The recommended item numbers are set to be 1, 5, and 10 in the experiment to evaluate the performance of the utilized RSs. The learning rate, the minimum epoch and the mini-batch size of the MPCF algorithm, the Caser algorithm and the proposed approach are set to be 0.001, 50 and 128, respectively. The numbers of horizontal filters and the vertical filters of the Caser algorithm are set to be 16 and 4, respectively. In the proposed approach, the number of layer and the size of hidden neurons are set to be 1 and 30, respectively.
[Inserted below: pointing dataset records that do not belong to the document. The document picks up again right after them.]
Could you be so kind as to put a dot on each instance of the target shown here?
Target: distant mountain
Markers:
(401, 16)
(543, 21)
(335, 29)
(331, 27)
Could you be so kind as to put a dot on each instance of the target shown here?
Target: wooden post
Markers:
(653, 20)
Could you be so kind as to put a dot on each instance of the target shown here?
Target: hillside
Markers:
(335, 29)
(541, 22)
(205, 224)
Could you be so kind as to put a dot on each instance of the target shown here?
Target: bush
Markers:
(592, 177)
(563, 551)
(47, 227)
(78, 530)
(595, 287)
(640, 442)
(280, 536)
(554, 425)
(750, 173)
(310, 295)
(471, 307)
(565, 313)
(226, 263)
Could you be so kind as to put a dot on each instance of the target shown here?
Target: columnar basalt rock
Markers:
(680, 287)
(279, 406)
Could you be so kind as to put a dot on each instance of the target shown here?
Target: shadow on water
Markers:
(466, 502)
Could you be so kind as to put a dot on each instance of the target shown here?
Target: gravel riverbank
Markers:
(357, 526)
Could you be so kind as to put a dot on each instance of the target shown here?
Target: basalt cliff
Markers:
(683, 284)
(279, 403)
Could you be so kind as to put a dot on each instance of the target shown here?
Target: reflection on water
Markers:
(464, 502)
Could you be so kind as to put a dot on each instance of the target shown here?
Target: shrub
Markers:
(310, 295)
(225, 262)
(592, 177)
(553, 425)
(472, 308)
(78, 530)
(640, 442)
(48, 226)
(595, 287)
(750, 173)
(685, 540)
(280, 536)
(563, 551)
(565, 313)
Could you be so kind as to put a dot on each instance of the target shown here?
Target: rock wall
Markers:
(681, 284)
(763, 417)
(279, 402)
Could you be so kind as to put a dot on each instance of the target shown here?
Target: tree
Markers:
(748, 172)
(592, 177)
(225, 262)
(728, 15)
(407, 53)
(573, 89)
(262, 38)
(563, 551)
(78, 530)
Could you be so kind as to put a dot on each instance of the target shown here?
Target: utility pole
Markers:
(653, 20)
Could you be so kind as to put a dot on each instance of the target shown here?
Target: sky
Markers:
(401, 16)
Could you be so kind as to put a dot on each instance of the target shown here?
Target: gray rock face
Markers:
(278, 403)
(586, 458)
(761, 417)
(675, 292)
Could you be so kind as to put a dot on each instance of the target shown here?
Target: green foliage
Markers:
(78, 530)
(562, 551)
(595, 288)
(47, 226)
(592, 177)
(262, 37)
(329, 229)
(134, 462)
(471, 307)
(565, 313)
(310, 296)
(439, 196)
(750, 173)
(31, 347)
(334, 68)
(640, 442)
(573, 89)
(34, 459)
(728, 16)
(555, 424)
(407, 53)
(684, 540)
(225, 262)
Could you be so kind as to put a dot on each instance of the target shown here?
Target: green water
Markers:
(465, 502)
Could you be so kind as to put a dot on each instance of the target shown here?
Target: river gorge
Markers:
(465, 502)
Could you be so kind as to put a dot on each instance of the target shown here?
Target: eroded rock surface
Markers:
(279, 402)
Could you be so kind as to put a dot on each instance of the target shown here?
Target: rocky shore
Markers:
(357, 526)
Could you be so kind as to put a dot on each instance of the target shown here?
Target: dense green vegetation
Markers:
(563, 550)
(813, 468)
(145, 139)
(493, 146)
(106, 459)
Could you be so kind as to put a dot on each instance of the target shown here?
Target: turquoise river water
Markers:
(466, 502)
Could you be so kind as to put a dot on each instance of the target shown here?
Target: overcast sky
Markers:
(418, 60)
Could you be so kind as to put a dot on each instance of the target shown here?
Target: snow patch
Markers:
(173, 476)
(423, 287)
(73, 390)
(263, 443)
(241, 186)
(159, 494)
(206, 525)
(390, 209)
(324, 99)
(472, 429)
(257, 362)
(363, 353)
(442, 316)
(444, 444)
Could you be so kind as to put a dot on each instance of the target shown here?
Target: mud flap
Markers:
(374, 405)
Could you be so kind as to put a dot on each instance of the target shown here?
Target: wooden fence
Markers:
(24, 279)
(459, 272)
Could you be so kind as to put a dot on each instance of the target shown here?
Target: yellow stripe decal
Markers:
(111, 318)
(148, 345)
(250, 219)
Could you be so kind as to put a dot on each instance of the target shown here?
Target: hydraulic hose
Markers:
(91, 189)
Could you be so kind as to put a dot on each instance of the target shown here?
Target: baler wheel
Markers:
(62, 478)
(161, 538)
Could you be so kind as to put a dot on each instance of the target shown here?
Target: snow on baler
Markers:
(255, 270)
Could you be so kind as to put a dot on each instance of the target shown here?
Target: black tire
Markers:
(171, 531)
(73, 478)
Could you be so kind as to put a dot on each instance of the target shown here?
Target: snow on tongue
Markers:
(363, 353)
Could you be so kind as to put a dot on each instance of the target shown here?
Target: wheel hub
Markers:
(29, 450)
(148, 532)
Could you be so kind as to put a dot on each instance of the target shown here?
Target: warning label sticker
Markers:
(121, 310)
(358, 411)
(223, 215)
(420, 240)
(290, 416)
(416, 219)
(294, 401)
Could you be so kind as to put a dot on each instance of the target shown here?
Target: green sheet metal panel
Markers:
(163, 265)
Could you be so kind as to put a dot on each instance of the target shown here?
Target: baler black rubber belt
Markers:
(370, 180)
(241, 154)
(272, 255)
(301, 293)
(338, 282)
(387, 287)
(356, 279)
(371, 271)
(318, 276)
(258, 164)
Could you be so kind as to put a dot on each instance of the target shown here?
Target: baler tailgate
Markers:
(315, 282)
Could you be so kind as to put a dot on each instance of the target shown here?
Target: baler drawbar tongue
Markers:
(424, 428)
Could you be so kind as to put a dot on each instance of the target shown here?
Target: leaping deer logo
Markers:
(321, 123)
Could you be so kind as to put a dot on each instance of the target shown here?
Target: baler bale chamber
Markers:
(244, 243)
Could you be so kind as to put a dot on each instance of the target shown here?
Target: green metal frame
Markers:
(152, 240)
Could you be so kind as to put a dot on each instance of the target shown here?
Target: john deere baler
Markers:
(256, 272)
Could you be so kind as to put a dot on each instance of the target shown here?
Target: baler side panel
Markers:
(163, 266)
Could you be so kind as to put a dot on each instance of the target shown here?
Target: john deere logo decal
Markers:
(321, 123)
4.4 Performance comparison

The evaluation results of the three baselines and the proposed approach are presented in Table 3, where the best performer in each row is highlighted in bold, and the last column also included the improvement of the proposed approach over the best baseline in percentages. As shown in Table 3, the proposed method outperforms the Item-KNN method, the MPCF method, and the Caser method in terms of Prec@5, Prec@10, Recall@5, MAP and MRR. In addition, the proposed method obtains the second-best results in terms of Prec@1, Recall@1 and Recall@10 comparing to the other three baseline methods. In general, we can draw the conclusion that the proposed method outperforms the baseline methods with respect to the four chosen evaluation metrics. It should also be noted that sequential RSs (e.g., MPCF and Caser) outperform the Item-KNN method (which is the traditional RS), suggesting that the considered sequential patterns in user behaviors lead to higher accuracy.

Table 3 Performance comparison

In our experiment, the embedding dimension is a key hyper-parameter which is optimized through the model selection process. To obtain an optimal solution of the embedding dimension, we adopt the embedding dimension from 10 to 100, and compare the MAP of two baselines with that of proposed model on different embedding dimensions, as shown in Fig. 3.

Fig. 3
figure 3

MAP (y-axis) vs. the number of the latent dimension d (x-axis)

Fig. 4
figure 4

Comparing Prec@10 and Recall@10 of the proposed solution against three baselines

Fig. 5
figure 5

Comparing MAP and MRR of the proposed solution against three baselines

Figure 3 shows the MAP of two baseline plus the proposed model based on different embedding dimensions. Among these baselines, the MPCF, Caser, and the proposed method achieve their best performance with the embedding dimension of 30. It should be noted that performance does not improve with the increase of the dimension. Overall, the proposed model beats the strongest baseline based on the selected range and shows a rather steady trend compared to other baselines, which verifies the stability of the approach. Figures 4 and 5 compare the proposed solution against Item-KNN, MPCF and Caser on four metrics in the form of bar charts.

5 Conclusion

In this paper, a novel sequence-based recommendation approach has been developed to solve food recommendation tasks. Specifically, LSTM networks are used to approximate user-item interactions where CF techniques are adopted to make recommendation. Experimental results show reasonable performance gains over the popular baseline of the sequence-based RSs. Some future research directions include (1) the adoption of additional information (e.g., images, reviews and browsing history); (2) the proposal of explainable and personalized food recommendation; and (3) the introduction of more advanced machine learning techniques for cross-domain recommendations, see e.g. [4, 13, 15, 24, 26,27,28,29, 48, 50, 52, 53, 59].